Época Negócios: Em crise, setor imobiliário deve ter recuperação lenta
Nos últimos anos,
as vendas caíram devido à queda da demanda por imóveis. Aliado ao
excesso de lançamentos, o resultado foi redução dos preços. [...] A
situação econômica do país se deteriorou com rapidez a partir de 2015 .
Além do desemprego, inflação alta, juros elevados, e a consequente
perda de poder aquisitivo contribuíram para a paralisação do mercado
imobiliário
Um dos setores afetados fortemente pela crise econômica pela qual passa o
Brasil, o mercado imobiliário ainda deve demorar para se recuperar e a retomada
deve ser longa e lenta. A expectativa, tanto do empresariado quanto da equipe
econômica do governo, é de que o início da recuperação da economia está
próximo. Contudo, no mercado de imóveis, a retomada é sempre mais lenta e
depende de sinais concretos — em especial, do nível de emprego. Nesse cenário
de incerteza, não há consenso entre os economistas sobre como serão os próximos
meses.
Nos últimos anos, as vendas caíram devido à queda da demanda por imóveis.
Aliado ao excesso de lançamentos, o resultado foi redução dos preços.
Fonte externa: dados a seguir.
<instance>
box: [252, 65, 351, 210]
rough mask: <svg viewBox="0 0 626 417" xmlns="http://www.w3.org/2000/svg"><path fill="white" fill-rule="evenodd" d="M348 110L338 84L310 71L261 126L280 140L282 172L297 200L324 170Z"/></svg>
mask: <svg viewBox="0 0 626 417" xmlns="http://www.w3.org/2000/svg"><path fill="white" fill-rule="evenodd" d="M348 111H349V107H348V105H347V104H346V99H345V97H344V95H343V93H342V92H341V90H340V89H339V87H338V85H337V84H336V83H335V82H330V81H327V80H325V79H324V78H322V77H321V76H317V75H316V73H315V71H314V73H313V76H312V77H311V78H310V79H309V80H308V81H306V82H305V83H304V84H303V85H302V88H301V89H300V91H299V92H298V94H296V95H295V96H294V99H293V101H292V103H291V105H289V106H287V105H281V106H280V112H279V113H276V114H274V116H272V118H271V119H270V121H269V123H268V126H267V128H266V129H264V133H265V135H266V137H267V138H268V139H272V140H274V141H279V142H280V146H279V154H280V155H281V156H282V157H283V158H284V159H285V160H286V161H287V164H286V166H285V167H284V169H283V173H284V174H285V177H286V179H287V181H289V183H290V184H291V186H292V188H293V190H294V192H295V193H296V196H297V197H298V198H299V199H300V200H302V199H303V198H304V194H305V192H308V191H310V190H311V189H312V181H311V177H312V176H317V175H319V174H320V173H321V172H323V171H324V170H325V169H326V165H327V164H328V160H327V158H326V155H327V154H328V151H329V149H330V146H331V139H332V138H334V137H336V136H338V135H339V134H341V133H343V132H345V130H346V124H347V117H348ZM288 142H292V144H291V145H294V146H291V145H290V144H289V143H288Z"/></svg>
Na região
metropolitana de São Paulo, o valor dos imóveis residenciais novos postos à
venda (VGV) foi de R$ 12,615 bilhões nos 12 meses encerrados em julho deste
ano. Em 2010, o valor, atualizado pelo IPCA, foi de R$ 30,17 bilhões, segundo
cálculos de Alberto Ajzental, professor da Escola de Economia de São Paulo
(FGV/EESP), com base em dados do Secovi-SP (Sindicato da Habitação). “O mercado
caiu para praticamente um terço do que era em 2010,”, diz o professor.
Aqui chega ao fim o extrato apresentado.